By Vartha Bharati
Bengaluru: A study has revealed that Dalit business owners in India earn, on average, 16 percent less than other business owners, including those from other disadvantaged communities. This income gap can be solely attributed to caste, according to the research paper titled ‘It’s not who you know, but who you are: Explaining income gaps of stigmatized-caste business owners in India’, which was published earlier this week in the research journal PLOS One.
The study by researchers from India, the UK, and Australia found that social capital—a measure of “whom you know,” often considered beneficial in various situations, including business—did not significantly improve the incomes of Dalit business owners.

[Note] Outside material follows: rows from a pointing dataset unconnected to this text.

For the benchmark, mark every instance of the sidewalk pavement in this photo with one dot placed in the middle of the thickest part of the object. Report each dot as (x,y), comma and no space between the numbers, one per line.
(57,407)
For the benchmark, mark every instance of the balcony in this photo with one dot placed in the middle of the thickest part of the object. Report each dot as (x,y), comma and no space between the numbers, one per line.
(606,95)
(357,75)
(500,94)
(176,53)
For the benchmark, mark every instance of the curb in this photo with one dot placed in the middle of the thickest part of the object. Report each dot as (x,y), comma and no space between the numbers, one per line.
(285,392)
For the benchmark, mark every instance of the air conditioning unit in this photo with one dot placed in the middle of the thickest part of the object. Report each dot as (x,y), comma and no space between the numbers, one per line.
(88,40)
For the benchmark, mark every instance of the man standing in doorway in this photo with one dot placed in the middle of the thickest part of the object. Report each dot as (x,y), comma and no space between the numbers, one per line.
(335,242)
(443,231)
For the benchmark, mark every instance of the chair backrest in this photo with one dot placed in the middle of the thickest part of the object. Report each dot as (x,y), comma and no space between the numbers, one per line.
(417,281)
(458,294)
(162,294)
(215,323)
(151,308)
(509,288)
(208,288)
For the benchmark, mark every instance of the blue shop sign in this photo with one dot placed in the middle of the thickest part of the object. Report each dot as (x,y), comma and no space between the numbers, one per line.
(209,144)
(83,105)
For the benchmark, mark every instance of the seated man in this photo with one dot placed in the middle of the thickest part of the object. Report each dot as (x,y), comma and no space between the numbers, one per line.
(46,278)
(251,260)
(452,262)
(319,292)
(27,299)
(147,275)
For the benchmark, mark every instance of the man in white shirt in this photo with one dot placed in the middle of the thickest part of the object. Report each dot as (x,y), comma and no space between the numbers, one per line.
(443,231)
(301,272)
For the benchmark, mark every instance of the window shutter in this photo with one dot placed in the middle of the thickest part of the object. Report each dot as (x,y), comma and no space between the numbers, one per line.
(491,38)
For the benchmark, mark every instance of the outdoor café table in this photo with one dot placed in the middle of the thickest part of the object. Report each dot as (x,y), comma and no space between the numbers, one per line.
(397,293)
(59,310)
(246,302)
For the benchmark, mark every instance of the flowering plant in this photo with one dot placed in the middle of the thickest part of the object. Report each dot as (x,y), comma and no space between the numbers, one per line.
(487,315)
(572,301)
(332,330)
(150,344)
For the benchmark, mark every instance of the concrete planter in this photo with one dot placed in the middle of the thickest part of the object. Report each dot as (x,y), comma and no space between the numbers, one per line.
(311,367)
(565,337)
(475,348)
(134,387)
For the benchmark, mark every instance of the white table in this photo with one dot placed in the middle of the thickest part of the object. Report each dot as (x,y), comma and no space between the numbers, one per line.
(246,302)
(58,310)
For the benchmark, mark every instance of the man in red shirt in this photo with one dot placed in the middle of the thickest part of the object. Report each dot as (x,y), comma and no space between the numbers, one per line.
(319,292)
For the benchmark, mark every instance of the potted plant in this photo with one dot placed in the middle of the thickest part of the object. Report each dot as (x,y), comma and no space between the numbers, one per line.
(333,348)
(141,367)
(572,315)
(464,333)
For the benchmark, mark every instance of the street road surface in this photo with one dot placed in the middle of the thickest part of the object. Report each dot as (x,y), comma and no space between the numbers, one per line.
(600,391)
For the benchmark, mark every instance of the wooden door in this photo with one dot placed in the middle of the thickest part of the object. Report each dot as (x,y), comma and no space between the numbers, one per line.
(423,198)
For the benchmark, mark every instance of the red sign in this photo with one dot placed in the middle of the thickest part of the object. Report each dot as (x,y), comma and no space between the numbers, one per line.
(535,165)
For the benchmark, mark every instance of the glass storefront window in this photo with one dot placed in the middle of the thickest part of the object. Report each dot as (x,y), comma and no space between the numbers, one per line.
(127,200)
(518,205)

The study employed three analytical techniques, all yielding similar results: there is a 15 to 18 percent income gap between Dalit business owners and others, which can be attributed solely to caste and not other factors like whether they live in urban or rural areas, their education, family background, or land ownership, according to Prateek Raj, an assistant professor at the IIM-Bangalore and lead member of the research team, as noted in the Telegraph.
The analysis revealed that business owners from other disadvantaged groups, such as Other Backward Classes, Scheduled Tribes, or Muslims, benefited from social capital, suggesting that those with more social capital had higher income levels. However, for Dalits (Scheduled Castes), social capital had a much smaller impact, amplifying income disparities compared to others with the same levels of social capital.